Why should his second in command be here and fail to show the proper respect? Justinian listened as the Premier spoke about the Nathan Graham. Her tone implied her displeasure. The Premier spoke in the way she did when getting ready to denounce someone.
With a start, Justinian realized the Premier meant to denounce him. Maybe this was sooner than she had planned, but the clues were obvious.
The Chief Arbiter of the GSB realized the Premier had outmaneuvered him by reacting to a crisis h
e hadn’t foreseen. She’d always been a slippery operator that way.
Justinian, the brute of the GSB, sat back in his chair as if trying to get more comfortable as he listened to the Premier’s outrage. The horse messenger hadn’t known about the plot to unseat him. Whoever had sent her by horse must have realized the Premier’s displeasure with Justinian, giving him less time to adjust to the horrible situation.

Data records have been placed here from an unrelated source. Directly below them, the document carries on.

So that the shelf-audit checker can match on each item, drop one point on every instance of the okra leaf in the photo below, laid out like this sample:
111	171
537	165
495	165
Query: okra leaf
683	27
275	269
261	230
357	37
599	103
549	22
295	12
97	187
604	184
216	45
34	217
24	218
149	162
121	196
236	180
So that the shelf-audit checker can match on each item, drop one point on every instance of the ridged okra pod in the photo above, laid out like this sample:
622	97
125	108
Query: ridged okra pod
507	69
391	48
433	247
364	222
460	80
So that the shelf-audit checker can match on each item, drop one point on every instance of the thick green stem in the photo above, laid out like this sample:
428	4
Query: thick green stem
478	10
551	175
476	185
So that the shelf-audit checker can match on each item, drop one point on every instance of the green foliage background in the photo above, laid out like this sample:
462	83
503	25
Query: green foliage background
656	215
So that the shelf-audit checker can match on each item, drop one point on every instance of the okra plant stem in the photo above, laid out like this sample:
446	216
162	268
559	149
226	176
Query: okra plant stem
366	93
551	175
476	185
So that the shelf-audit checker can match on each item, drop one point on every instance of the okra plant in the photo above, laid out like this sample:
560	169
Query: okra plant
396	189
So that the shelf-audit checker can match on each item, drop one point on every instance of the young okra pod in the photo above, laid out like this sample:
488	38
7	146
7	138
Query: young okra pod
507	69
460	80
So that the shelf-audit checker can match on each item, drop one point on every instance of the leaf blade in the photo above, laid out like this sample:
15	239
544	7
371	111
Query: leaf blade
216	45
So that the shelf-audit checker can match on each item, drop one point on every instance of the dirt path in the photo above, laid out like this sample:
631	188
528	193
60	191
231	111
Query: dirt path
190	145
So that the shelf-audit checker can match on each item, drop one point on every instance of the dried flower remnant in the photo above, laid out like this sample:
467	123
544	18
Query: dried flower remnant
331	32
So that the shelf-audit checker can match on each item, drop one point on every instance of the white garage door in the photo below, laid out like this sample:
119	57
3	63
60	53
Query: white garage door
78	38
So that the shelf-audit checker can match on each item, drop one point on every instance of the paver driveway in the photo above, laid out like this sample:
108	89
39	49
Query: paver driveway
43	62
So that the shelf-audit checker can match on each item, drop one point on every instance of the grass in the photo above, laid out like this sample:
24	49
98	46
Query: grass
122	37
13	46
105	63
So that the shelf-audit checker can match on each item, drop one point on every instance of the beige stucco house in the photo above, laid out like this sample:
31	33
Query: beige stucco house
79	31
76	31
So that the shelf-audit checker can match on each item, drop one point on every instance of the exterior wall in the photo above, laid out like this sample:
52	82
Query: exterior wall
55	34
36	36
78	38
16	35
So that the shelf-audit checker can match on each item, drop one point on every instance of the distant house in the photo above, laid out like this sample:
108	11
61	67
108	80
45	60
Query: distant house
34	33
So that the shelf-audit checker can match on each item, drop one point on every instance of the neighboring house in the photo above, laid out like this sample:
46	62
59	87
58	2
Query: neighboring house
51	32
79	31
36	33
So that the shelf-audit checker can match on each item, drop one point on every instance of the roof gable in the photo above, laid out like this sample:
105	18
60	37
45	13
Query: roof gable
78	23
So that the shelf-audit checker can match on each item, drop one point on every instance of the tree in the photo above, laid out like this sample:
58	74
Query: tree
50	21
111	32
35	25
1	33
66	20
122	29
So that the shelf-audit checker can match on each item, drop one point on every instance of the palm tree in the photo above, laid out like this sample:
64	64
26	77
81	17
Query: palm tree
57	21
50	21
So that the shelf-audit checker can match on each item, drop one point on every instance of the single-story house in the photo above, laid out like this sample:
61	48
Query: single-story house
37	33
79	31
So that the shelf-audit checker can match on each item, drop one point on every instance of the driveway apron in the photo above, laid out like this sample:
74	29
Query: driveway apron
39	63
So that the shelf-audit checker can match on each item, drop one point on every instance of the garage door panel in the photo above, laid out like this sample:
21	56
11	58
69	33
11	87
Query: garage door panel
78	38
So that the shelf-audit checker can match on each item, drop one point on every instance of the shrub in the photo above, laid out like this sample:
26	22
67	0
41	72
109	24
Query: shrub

Refusing to let panic or fear control him—I must concentrate. I must outmaneuver the Premier if I can.
How could he do that all alone? She’d trapped him in one of her strongholds.
Justinian retreated into coldness. If he couldn’t win, he could still fight.
He first studied the Premier with a half-lidded gaze. Then, he studied the guards standing at attention against the walls. They belonged to the Premier’s elite unit. He did not have a traitor in their company. They were the only people bearing arms in the chamber.
As the Premier continued with her outrage, beginning to wonder aloud if someone in high authority had betrayed her, Justinian finally felt the gaze of Major Benz sitting across from him.
With the minutest of adjustments, Justinian noticed the major fixedly studying him. With a start, it occurred to the Chief Arbiter that Benz attempted to signal him.
What did that mean?
Benz slid his chair back and disappeared as if to retie a loose shoelace. It was quite odd. Benz straightened almost immediately, turned to the Premier and slapped the conference table with an open palm.
The sound startled everyone. The Premier quit talking. The elite guards along the walls focused on Benz.
“What is the meaning of this?” the Premier asked Benz.
Justinian didn’t hear the exact wording of the major’s reply. He was too startled at a new realization. As Benz slapped the table, something compact struck Justinian’s left shoe.